Is it worth the $5 i paid for it? Yes. Does it let you arrange the house as you like? No, not exactly.
Basically, it's to let you build your own house. There is some enjoyment to that I find, despite the DLC's limitations. It will take a lot of iron ingots--you can use the anvil outside (or the one you build inside) to create the nails, locks, hinges and fittings you need and you can improve your smithing that way. There are few new building materials like goats horn (for lighting fixtures), straw and glass that you can buy at general goods merchants (only goat horns can you get in the wild). There are also quarried stone and clay, and there'll be deposits of these on your land to mine, or you can get a steward and pay them to get them. And you need saw logs, which you buy most sawmills--the ones outside of towns/hamlets, like Mixwater or Half-moon. Or you can get your steward to buy some.
You get a layout (blueprint), you acquire the building materials, you build your house. You build a small starter house, then from there you build a main hall, various exterior additions like a smelter, a garden, an animal pen (for a cow and chickens) and a stable. And then you can add one to three wings, and for each wing you get three options.
Here's what pisses me off:
For the Falkreath house, you have a west, north and east wing.
West wing can be extra bedroom (in additional to the double and two single bed in the upstairs main hall), an enchanting tower or a greenhouse.
North wing can be a storage room, a trophy room or an alchemy tower.
East wing can be a kitchen, a library, or an armory.
For each wing, they can be only one of the three listed for them. You don't get to put an armory on the north wing or a kitchen on the west wing, for example. And if you want, say, a library AND an armory in that house, well, you can't.
When you've built the house, it sets up workbenches inside each part of the house and in each wing for you to create the interior stuff: furniture, barrels, chests, alchemy lab arcane enchanter, bed, etc. and stuff specific to the wings. You can choose to build what's available or not, but you don't get to decide where things go or add things--that's already preprogammed on a grid. It kind of sucks but it's not unlike with how the hold houses are set up. At least you can forgo creating the horker head wall decorations.
What I do like is that, hey, it's another house, and I do like building it. For my Wood Elf character, who's a smith, for example, having him build this home for his new spouse was prefect and I really enjoyed it. He'd work on it during the day, and go back to Breezehome in the evenings to be with his hubby and get a homecooked meal to take with him for the next day of building.
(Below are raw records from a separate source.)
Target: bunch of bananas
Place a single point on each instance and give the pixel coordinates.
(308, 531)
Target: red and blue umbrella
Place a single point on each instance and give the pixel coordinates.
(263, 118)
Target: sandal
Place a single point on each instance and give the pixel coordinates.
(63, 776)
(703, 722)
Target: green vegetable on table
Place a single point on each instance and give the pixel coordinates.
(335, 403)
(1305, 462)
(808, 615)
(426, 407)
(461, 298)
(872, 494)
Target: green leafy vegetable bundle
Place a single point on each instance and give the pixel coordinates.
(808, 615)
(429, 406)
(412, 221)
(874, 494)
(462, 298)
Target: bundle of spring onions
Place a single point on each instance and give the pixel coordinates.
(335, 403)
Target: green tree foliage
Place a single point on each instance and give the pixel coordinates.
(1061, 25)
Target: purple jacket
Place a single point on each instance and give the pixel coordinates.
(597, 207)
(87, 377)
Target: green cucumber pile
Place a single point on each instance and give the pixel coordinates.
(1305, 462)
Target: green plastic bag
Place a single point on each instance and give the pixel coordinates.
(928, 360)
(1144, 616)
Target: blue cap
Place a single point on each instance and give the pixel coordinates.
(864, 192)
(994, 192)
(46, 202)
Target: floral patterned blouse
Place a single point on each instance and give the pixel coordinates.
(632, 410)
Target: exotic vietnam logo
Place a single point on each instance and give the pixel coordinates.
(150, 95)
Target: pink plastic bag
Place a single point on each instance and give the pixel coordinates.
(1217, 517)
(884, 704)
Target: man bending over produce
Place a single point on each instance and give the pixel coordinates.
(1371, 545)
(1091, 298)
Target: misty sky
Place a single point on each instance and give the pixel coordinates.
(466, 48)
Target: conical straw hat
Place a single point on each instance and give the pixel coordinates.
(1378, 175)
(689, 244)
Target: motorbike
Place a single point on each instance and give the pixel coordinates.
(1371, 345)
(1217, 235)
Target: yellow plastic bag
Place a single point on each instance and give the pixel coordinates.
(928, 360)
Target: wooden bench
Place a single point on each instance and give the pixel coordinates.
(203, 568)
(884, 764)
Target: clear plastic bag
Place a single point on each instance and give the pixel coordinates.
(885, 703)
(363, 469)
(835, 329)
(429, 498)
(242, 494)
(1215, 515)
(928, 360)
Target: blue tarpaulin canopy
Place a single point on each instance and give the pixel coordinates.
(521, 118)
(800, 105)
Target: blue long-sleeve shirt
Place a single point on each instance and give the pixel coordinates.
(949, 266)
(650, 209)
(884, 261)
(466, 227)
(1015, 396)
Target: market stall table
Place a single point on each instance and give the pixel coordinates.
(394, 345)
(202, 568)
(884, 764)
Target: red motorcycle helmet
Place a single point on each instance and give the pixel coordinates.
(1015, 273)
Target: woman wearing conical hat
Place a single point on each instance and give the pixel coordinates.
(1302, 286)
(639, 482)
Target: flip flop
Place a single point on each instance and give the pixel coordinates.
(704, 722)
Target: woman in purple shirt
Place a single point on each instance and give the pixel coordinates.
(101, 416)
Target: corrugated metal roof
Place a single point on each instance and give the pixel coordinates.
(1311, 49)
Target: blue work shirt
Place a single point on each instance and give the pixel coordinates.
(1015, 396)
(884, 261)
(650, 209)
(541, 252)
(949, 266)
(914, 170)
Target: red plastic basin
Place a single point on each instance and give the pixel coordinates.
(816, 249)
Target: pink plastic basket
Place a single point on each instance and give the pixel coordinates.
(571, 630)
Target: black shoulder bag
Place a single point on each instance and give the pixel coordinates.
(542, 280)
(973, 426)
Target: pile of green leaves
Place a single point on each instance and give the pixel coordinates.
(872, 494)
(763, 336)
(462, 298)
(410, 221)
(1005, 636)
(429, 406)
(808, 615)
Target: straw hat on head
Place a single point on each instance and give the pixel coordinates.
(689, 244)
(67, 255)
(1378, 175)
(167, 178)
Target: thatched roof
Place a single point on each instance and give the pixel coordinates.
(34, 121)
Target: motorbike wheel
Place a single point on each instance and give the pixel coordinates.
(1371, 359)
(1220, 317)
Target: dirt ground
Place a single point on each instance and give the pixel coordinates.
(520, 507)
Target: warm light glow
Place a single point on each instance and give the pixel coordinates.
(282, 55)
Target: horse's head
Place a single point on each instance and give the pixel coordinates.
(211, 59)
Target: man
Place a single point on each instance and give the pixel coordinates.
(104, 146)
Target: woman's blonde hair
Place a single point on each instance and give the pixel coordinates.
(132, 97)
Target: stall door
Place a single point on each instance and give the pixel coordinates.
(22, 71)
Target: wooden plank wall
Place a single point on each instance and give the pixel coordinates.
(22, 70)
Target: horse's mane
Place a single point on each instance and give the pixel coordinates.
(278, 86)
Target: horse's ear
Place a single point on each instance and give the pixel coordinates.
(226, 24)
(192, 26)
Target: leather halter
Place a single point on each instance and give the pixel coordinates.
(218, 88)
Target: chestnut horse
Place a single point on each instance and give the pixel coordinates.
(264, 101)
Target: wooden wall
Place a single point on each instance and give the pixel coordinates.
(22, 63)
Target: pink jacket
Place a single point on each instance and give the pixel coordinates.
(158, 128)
It's a much more roomy house with lots and lots of storage (so the storage room is kind pointless unless you want a nice balcony). You can have access to your own alchemy lab and enchanter, and if you're into the alchemy, the greenhouse to nice as it lets you grow about 18 different ingredients and when you harvest them you get 3 or 4 at a time, not just one. (personally I think the greenhouse is the best wing).
And there's a "safe" container outside--when you get your land, there'll be a drafting table, a workbench, an anvil and a chest. That chest is a "safe" container, meaning you can store things in it and they won't disappear when the environment respawns. What's nice about this is you can walk or fast-travel there, unload a bunch of stuff into that chest and get back to whatever you were doing without having to deal with load screen from entering a building. Seems like a small perk but I find it very handy.
If you complete the thaneship for that hold you get a housecarl. You can also hire a steward (most, not all, followers and housecarls can be a steward), who can then hire you a bard if you like. Add in two kids and a spouse, you have a pretty cozy little family there.
These things make it worth the $5, IMO.
Downsides I don't like:
Display cases are drop-and-drag, and frankly I've never been able to drop and drag anything in one without a huge ordeal to it. Then, half of the time, things don't fit.
The only bookshelves you get are in the library wing. So if you want to store and display books, you have to opt to not get the other rooms that wing can be.
Some redundancy in what you can build inside. It would have nice that instead of 12 safes scattered throughout the house, having more variety and choices.
If you don't complete the thaneship for that hold, you don't get a housecarl. And the housecarl helps ward off the annoying random attacks by paroling your estate (well, they're suppose to).
You can only adopt two kids no matter if you build more bedrooms or you build more than one house (and while I can't confirm this, I hear the kids really don't like the Marthol hold house and will complain about it being scary).